Largest star sapphire cluster to Switzerland 

  • Initial plan was to auction in China this month

By The Sunday Morning Business Desk

A part of the star sapphire cluster that was discovered in Sri Lanka a few months ago, and said to be the largest in the world, is presently at the testing stage at the Gübelin Gem Lab in Switzerland, after which the entire cluster will be auctioned in Switzerland itself, The Sunday Morning Business learns.

Speaking to us, a senior official of the State Ministry of Gem and Jewellery-related Industries, who wished to remain anonymous, stated that the unearthed gem, which was to be taken to China to be auctioned this month, will now be sent to Switzerland after the testing is completed at the gem laboratory. 

“According to the plan, within two weeks, the testing will be done, after which further measures will be taken as required for the gem to be auctioned in Switzerland,” the official said. 

Continuous attempts to reach State Minister of Gem and Jewellery-related Industries Lohan Ratwatte until this edition went to print, proved futile. 

Speaking to us in August, Ratwatte stated: “Following the auctioning, we (the Government of Sri Lanka) anticipate bringing the money back to Sri Lanka.”

The star cluster was discovered by accident in a backyard in Ratnapura, and was reported six months following the uncovering. The cluster was estimated to be worth more than $ 100 million. Experts said that the sapphire is pale blue in colour and weighs around 510 kg. 

On an earlier occasion, speaking to The Sunday Morning Business, Ratwatte expressed that the delay of the announcement was due to the cleaning and analysis process, and that the stones had to be handed over to the National Gem and Jewellery Authority. 

At the time, Ratwatte also noted: “There are already a lot of people interested. As a collector’s item, this would likely go to a museum or a similar place. There are a lot of inquiries. However, we must first certify the stone.
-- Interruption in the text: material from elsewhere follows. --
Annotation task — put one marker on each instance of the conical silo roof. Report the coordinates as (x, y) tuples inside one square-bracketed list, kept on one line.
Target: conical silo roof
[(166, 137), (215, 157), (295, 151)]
That process is currently happening.” 

This discovery of clusters came at a time when the gem industry of Sri Lanka was ranked as the worst-affected industry, with exports declining more than 50% owing to the prevailing Covid-19 pandemic.

Speaking to us in May, Sri Lanka Gem and Jewellery Association (SLGJA) Chairman Ahsan Riffai said that the industry had not received much support from the Government, and the most impacted players in the industry were the small-scale operators and small and medium enterprises (SMEs).

“The pandemic has to settle and the borders have to open, since unlike other businesses, gem and jewellery enterprises are dependent on the buyer and seller contact, which is affected due to the pandemic,” he stated.

However, the Government this year had declared it would take further steps to expand the local market of the gem and jewellery industry for foreigners to purchase high-quality gems and jewellery in Sri Lanka.

Commenting on his measure, Riffai pointed out that currently, it will be difficult to expand the industry, although after the pandemic is over, there would be potential for the industry to uplift itself by exporting to China and Canada.

The main gemstones found in Sri Lanka include sapphire, alexandrite, cat’s eye, padparadscha aquamarine, and moonstone, amongst which the blue sapphire is the most widely known coloured gemstone. Generally, all precious and semiprecious gemstones other than diamonds are referred to as coloured stones.

The Government relaxed the 14% income tax on the gem and jewellery industry last year. Decisions were also taken to remove the barriers that had obstructed the release of uncultivated lands with gem deposits belonging to plantation companies, and to take over control of these lands for the benefit of the mining industry. President Gotabaya Rajapaksa last year instructed the officials to expedite the construction works of the proposed Gem Trading Complex and Training Centre at Demuwawatha, Ratnapura.